Accountemps provides frequent job-seeker mistakes and how to avoid them:
- Thinking small: Tell family members, friends and professors you are looking for a job. Use professional networking Web sites like LinkedIn to find more contacts. Locate staffing firms that focus on your job field.
- Choosing a general approach: Don't send the same resume and cover letter to every employer. Make changes to fit the particular company, and personalize the cover letter by using the name of the hiring manager.
- Forgetting to proofread: Take the time to make sure your resume and cover letter lack errors. Check grammar and punctuation in other written communication documents such as e-mails and thank-you notes.
- Staying in the dark: Obtain knowledge about the company to better demonstrate ways you can add to the organization's success.
- Posting without careful selection: Don't put anything unprofessional on your online Web page.

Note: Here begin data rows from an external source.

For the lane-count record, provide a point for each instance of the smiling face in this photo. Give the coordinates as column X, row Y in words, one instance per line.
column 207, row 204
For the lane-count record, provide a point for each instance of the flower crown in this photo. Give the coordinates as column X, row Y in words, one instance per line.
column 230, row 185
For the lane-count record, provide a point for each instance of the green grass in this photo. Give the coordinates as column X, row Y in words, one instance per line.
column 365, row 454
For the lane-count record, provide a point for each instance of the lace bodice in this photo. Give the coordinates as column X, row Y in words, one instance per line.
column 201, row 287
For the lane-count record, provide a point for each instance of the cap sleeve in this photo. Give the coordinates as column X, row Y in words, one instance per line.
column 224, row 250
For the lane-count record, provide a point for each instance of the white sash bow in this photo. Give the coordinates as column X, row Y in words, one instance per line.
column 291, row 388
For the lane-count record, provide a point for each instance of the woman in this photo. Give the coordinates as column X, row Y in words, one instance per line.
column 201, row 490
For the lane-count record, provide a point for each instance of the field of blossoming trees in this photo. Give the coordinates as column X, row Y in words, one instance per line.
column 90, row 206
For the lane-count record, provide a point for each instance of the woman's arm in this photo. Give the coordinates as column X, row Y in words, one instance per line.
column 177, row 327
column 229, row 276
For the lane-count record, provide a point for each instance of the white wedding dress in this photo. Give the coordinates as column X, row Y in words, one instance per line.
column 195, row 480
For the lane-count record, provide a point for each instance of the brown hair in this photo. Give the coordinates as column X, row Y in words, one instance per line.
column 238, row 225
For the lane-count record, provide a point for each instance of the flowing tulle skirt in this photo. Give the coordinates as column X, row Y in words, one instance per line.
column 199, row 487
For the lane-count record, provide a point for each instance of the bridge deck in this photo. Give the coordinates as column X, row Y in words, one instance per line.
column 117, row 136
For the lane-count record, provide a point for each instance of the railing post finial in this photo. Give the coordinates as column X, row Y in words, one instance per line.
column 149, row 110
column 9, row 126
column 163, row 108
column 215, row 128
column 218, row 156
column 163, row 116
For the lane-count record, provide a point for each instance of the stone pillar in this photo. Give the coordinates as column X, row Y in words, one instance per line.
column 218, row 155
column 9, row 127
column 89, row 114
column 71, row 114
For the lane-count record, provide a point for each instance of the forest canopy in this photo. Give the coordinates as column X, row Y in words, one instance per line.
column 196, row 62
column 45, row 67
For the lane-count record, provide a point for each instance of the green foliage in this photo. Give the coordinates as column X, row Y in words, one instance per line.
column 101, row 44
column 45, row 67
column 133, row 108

- Having a bad first impression: Keep your land line and cell phone voice-mail greetings professional and clear. Don't give out overly cute e-mail addresses.
- Failing to thank others: Be appreciative to those who assist you in your job hunt. And send thank-you notes to the hiring managers.
Because of the tough job market, internships serve as another advantage to college grads. Not only do internships create contacts and workplace experience, but they also may lead to a full-time job opportunity, according to Challenger, Gray & Christmas Inc., an outplacement agency.
"Employers view internships as a valuable hiring tool," says John A. Challenger, chief executive officer. "It gives employers the chance to evaluate a potential employee's performance for an extended period of time in real-world conditions.
"It also lets an employer gauge how the intern fits into the company culture, which is nearly as important as skills and experience."